All clothes by Loewe Paula’s Ibiza
Interview Bruno Deruisseau
Photography Marcin Kemsky • Maanifest Agency
Creative director Nataniel N.M.Robert
Styling Simon Pylyser
Grooming Angloma
Quelle était jusque-là ta relation au Festival de Cannes ?
J’y étais avec le Grand Journal de Canal+ dès 2012. J’étais tout jeune, j’avais seulement quinze ans. Par la suite, j’ai monté une première fois les marches en 2016 pour un petit rôle dans Elle de Paul Verhoeven. Mais là c’était la première fois pour des rôles d’ampleur, c’est le grand bain enfin! C’est toujours un plaisir de pouvoir célébrer ces films et d’en parler dans un contexte d’exposition internationale.

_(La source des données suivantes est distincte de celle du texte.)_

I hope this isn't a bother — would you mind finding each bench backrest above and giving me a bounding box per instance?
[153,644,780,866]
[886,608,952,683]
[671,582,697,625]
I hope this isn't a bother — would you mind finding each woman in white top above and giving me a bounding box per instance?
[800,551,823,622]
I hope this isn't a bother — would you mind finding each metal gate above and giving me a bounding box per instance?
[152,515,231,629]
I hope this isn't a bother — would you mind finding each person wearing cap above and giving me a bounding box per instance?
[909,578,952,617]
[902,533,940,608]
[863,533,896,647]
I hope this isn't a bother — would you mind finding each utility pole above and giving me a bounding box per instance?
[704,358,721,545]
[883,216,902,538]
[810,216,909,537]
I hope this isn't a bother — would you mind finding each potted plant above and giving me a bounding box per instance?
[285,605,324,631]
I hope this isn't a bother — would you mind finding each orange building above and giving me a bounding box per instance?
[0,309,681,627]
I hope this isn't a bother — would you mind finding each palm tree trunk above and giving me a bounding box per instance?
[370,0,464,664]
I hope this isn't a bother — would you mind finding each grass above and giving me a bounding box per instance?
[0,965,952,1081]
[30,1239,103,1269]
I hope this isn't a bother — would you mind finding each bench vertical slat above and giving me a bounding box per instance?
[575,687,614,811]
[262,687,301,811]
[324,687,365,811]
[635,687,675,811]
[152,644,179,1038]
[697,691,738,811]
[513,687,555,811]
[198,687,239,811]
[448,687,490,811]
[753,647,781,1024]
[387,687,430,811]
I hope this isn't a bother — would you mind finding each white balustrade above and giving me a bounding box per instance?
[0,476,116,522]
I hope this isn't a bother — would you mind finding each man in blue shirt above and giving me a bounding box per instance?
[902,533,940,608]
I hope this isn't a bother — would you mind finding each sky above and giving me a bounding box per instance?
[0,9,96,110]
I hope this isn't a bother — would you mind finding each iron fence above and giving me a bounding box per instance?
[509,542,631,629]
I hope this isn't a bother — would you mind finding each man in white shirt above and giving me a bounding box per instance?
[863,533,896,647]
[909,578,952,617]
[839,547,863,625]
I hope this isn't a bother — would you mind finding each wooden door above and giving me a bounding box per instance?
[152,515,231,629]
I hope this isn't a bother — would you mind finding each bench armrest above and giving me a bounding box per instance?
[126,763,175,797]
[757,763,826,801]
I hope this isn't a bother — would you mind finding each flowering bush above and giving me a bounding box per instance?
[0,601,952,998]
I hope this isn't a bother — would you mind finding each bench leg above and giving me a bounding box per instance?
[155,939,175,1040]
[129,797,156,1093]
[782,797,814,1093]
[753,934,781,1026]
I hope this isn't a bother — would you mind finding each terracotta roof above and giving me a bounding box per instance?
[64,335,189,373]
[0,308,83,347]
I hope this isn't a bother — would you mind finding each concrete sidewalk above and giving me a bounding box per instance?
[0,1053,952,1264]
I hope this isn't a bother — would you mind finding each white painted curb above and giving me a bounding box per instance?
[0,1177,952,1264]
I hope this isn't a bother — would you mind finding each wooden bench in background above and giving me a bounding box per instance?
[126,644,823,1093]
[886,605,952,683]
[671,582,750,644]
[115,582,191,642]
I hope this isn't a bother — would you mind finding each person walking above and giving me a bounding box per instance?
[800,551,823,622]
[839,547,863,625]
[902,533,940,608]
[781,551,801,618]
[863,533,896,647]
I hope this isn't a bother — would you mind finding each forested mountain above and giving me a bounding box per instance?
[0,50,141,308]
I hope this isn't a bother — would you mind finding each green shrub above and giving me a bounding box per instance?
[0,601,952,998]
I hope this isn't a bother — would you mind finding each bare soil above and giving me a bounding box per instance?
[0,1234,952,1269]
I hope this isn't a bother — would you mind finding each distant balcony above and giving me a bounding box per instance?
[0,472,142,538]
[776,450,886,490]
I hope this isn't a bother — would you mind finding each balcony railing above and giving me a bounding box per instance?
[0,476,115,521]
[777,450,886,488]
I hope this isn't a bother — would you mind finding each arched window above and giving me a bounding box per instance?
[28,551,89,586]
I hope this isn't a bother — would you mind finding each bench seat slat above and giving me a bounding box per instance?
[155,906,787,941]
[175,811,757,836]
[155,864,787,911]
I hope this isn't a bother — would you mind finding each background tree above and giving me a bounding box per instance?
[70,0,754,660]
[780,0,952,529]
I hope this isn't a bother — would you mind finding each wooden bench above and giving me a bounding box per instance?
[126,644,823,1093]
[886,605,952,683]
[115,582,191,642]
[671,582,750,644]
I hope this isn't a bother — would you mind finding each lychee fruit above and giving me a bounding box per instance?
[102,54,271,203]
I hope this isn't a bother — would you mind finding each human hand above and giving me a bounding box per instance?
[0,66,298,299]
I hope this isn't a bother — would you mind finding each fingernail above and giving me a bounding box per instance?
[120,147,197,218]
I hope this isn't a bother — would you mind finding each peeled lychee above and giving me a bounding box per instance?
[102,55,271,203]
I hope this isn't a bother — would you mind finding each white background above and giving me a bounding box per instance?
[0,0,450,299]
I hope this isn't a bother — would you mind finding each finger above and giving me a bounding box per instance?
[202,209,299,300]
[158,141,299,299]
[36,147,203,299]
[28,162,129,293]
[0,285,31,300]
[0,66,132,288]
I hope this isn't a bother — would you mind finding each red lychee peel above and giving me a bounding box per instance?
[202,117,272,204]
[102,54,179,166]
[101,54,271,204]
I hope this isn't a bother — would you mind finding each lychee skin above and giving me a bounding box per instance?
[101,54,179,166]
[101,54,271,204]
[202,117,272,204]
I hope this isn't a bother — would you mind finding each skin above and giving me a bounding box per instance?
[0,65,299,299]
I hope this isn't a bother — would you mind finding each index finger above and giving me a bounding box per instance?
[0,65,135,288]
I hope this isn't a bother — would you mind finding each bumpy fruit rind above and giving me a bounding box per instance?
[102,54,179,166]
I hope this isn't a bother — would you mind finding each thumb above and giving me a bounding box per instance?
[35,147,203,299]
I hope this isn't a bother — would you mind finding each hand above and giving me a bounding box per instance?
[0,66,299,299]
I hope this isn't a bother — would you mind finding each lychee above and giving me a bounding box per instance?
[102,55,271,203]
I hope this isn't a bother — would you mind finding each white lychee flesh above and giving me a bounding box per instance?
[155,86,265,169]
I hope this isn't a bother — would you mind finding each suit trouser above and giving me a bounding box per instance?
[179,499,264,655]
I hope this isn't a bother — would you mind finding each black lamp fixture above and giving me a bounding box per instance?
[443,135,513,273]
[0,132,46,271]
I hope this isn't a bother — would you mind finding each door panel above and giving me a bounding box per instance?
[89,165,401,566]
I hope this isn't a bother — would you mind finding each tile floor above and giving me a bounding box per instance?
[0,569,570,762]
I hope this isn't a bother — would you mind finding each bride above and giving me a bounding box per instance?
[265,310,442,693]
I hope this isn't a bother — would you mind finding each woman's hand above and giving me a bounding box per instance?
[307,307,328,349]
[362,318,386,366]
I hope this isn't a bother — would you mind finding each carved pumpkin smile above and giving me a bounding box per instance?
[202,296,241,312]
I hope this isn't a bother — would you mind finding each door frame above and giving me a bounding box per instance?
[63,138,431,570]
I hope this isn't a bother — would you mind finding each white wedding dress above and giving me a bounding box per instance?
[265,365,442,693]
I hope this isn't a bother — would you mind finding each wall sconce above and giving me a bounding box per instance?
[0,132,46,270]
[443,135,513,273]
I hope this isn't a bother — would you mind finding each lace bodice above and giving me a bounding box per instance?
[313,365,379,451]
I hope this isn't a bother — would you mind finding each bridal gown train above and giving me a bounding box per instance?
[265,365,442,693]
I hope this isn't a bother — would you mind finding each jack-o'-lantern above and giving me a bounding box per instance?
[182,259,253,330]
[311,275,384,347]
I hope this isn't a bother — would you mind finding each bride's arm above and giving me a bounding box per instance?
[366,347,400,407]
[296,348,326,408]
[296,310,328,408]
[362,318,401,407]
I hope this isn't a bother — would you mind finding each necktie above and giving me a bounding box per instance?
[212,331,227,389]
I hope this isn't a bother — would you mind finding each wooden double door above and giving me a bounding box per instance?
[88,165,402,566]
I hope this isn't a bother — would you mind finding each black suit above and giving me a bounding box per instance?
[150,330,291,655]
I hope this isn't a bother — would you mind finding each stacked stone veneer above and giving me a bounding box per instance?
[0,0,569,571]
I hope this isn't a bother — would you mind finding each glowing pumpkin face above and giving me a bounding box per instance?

Comment es-tu arrivé sur Novembre ? J’ai simplement passé des auditions. Le challenge de jouer un jeune flic m’intéressait. J’avais aussi envie de rencontrer Cédric parce qu’il incarne un cinéma assez unique dans le paysage français : des films de genre, nerveux, divertissant. C’est un auteur de cinéma populaire comme il y en a peu en France. On forme un trio avec Sofian Khammes et Quentin Faure. Le casting est pour moi un bel ensemble, il représente ce qui se passe, ce qui s’est passé et ce qui se passera dans le cinéma français.
De quelle façon as-tu été touché par les attentats de 2015 ? J’étais encore au Blanc-Mesnil, là où j’ai grandi et je m’apprétais à aller sur Paris. Pas loin de quartiers ciblés par les attentats. Je venais d’avoir dix-neuf ans et bien-sûr ça m’a marqué à vie. C’était particulier de reconstituer ce moment à travers le tournage. J’ai notamment rencontré des flics qui avaient participé à la traque d’Abaaoud. C’est un souvenir unique pour eux.
La polémique autour de la récupération par l’extrême droite du précédent film de Jimenez, Bac Nord, t’a-t-elle affecté ? Honnêtement quand je suis allé le voir au cinéma, je n’ai pas pensé à ça. Ce n’est pas à moi de dire si le film est stigmatisant ou pas. Je n’y ai pas pris part. J’observe aussi qu’au moment où le film est sorti, on était en période pré-électorale. C’était une aubaine pour les personnalités d’extrême droite qui ont instrumentalisé le film. Novembre sortira dans un tout autre contexte et traite d’un tout autre sujet, celui des attentats. J’espère qu’il ne sera pas récupéré à des visées politiques.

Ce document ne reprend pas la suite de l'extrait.